SUGAR, a huge, menacing man walks in and stands in the back.
RANDO
I don't get it. I thought this was, you know...a porno.
UGLY VIC
It is. All male. It's a bigger market.
RANDO
You never told me that.
UGLY VIC
The ad said lookin' for a stud. Straight men don't watch porno for studs.
RANDO
Vic, I'm not gay.
UGLY VIC
Hey, Sugar's bi.
RANDO
I'm serious, I can't do this. I've never been with a man. I don't know if I could. Can I think about it?
UGLY VIC
Kid, there's fifty other assholes just like you I could call who'd eat their own shit for a role in one of my movies, but I thought I'd give you a break. Now get in the studio or get the fuck out.

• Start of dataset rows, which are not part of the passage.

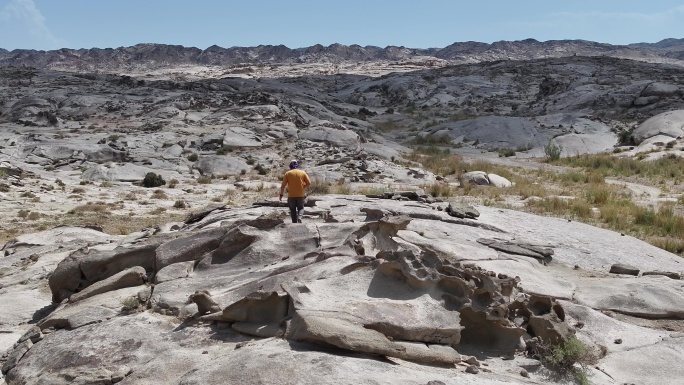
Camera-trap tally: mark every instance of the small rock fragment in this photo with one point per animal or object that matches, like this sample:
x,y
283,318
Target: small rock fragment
x,y
621,268
472,369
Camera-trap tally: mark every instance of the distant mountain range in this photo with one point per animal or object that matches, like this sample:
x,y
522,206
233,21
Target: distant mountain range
x,y
161,55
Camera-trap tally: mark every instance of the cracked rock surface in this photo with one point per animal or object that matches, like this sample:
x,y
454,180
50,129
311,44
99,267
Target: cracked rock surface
x,y
392,289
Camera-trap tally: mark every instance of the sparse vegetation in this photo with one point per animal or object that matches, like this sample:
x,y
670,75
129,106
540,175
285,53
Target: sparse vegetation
x,y
553,151
153,180
159,194
580,194
567,358
319,187
261,169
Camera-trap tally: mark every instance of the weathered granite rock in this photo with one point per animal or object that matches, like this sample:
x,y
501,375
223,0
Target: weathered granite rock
x,y
134,276
621,268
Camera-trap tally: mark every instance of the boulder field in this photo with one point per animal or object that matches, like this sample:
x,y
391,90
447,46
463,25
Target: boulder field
x,y
366,290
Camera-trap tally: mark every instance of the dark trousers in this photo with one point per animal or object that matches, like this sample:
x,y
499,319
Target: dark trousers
x,y
296,206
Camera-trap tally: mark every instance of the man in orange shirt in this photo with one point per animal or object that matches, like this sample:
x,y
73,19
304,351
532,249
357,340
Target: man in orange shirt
x,y
296,181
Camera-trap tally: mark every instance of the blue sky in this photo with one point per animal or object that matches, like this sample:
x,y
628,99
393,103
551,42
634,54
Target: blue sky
x,y
51,24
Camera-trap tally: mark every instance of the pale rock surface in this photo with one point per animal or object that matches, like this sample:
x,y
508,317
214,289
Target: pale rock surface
x,y
396,280
669,123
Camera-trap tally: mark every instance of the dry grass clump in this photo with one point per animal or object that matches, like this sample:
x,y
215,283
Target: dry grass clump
x,y
319,187
439,189
159,194
670,166
91,207
581,193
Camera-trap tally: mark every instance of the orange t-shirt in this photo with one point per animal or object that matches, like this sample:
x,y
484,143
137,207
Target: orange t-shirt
x,y
295,180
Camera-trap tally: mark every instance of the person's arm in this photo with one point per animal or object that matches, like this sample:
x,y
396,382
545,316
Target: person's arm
x,y
282,187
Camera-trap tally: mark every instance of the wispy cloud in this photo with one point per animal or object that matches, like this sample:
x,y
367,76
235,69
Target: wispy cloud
x,y
27,14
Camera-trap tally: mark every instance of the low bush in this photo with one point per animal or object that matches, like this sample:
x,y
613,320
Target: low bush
x,y
567,358
153,180
553,151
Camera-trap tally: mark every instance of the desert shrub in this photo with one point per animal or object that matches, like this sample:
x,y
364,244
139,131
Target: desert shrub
x,y
261,169
319,187
506,152
159,194
432,139
439,189
553,151
153,180
567,358
91,207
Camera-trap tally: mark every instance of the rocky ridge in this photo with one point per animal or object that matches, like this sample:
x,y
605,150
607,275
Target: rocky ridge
x,y
152,56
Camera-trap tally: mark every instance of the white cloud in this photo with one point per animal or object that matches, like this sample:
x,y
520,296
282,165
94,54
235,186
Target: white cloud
x,y
26,14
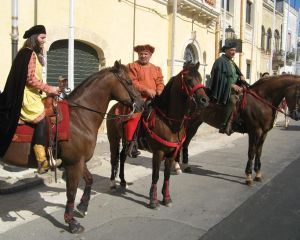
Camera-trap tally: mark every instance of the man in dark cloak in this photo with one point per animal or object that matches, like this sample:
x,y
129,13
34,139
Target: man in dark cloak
x,y
12,97
224,84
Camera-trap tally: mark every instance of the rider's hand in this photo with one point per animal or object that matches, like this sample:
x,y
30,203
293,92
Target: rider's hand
x,y
150,93
236,88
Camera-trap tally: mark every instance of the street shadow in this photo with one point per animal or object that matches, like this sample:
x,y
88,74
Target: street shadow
x,y
129,195
11,205
198,170
291,128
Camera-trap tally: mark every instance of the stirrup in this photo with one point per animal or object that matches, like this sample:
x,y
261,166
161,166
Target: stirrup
x,y
52,162
41,169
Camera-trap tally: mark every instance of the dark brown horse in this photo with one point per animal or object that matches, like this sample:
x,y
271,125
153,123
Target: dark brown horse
x,y
262,101
88,104
183,94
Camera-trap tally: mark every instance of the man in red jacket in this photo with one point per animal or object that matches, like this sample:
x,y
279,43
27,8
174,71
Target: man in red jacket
x,y
148,80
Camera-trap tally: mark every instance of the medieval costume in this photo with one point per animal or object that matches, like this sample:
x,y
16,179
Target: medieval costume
x,y
21,100
224,74
144,77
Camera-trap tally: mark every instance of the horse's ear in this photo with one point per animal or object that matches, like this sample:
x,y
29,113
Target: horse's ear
x,y
117,64
187,64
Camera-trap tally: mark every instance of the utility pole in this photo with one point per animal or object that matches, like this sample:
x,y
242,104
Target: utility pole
x,y
14,28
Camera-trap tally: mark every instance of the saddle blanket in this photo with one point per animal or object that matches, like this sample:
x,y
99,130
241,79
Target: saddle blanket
x,y
24,133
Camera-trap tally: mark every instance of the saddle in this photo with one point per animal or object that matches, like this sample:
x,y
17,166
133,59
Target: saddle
x,y
24,131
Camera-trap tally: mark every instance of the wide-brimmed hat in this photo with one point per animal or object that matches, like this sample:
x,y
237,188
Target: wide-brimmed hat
x,y
145,47
61,78
37,29
228,45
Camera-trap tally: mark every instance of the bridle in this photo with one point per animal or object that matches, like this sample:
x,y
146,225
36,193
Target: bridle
x,y
297,101
133,96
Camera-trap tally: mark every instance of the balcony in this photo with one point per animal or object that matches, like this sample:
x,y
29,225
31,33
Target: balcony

Pause. Rando looks at both of them.
RANDO
Yeah, ok.
UGLY VIC
Good. Sugar, let's pick you out a staff
Ugly Vic leads Sugar off. They are gone. Rando stands in the office, looking pained.
uGLY VIC (O.S.) (CONT'D)
You comin'?
Rando follows them.
LIGHTS OUT
"Rando in Hollywood" debuted January 10, 2003, performed by Mike Rothschild, Anthony Backman, Nic de Armendi.